Ian Ralby, expert de la sécurité maritime et président-directeur général d’I.R. Consilium, déclare à ADF : « C’est une hausse tout à fait majeure en termes d’activité de piraterie. C’est la plus grande activité que nous avons constaté au cours des six dernières années, et c’est probablement la période la plus sensible que nous avons subie depuis la dégradation rapide de mai 2012. »
Les pirates ont détenu le Ruen jusqu’au mois de mars, lorsque la Marine indienne a secouru le navire avec 17 otages. Le navire indien a capturé 35 pirates armés pendant une opération de près de 40 heures au large des côtes de Somalie.
La Marine indienne dit qu’elle avait traqué le vaisseau avant d’entreprendre l’opération de sauvetage et d’intercepter le navire à environ 260 milles marins à l’Est de la Somalie. Elle avait confirmé la présence des pirates armés à l’aide d’un drone lancé depuis leur bâtiment.
Un porte-parole de la Marine indienne a déclaré dans un reportage de defenceWeb : « Dans un acte irresponsable et hostile, les pirates ont abattu le drone et tiré sur le navire de guerre de la Marine indienne.
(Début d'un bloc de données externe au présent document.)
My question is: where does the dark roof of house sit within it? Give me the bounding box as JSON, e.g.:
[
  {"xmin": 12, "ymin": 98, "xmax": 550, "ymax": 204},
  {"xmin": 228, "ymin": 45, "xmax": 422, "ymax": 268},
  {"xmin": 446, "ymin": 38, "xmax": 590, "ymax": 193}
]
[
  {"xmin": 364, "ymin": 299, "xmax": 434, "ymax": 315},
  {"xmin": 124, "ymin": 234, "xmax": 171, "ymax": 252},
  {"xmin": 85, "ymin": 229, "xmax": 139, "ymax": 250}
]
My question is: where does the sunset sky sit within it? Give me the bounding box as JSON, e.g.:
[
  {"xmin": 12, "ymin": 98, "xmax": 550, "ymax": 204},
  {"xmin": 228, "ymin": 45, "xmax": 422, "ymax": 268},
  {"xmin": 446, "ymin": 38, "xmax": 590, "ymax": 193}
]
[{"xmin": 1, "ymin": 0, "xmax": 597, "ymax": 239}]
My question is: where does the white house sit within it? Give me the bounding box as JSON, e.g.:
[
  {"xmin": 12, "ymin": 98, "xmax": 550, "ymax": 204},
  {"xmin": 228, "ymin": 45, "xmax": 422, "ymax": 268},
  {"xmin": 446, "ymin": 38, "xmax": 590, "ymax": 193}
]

En suivant une réponse calibrée conformément au droit international, [un navire de la Marine indienne] a neutralisé le système de gouverne et les aides de navigation du bateau pirate en le forçant à s’arrêter. »
Les officiels ont arrêté les pirates et les ont emmenés en Inde pour les traduire en justice. Le Dr Ralby souhaiterait vivement apprendre les résultats du procès.
« En ce qui concerne la piraterie, rien ne change autant le calcul du rapport risques/bénéfices comme les poursuites judiciaires et les condamnations à de longues périodes de prison. C’est un risque que la plupart ne veulent pas courir, et les bénéfices sont difficiles à réaliser si vous avez des forces navales omni-présentes qui souhaitent vous prendre pour cible ou vous saisir et vous amener devant un tribunal. »
La force navale de l’Union européenne déclare qu’il est probable que le Ruen a été utilisé comme base pour la prise de contrôle d’un cargo battant pavillon du Bangladesh au large du littoral somalien à la mi-mars. Ceci est une tactique employée fréquemment par les pirates somaliens, dont beaucoup sont originaires de l’État semi-autonome du Pount.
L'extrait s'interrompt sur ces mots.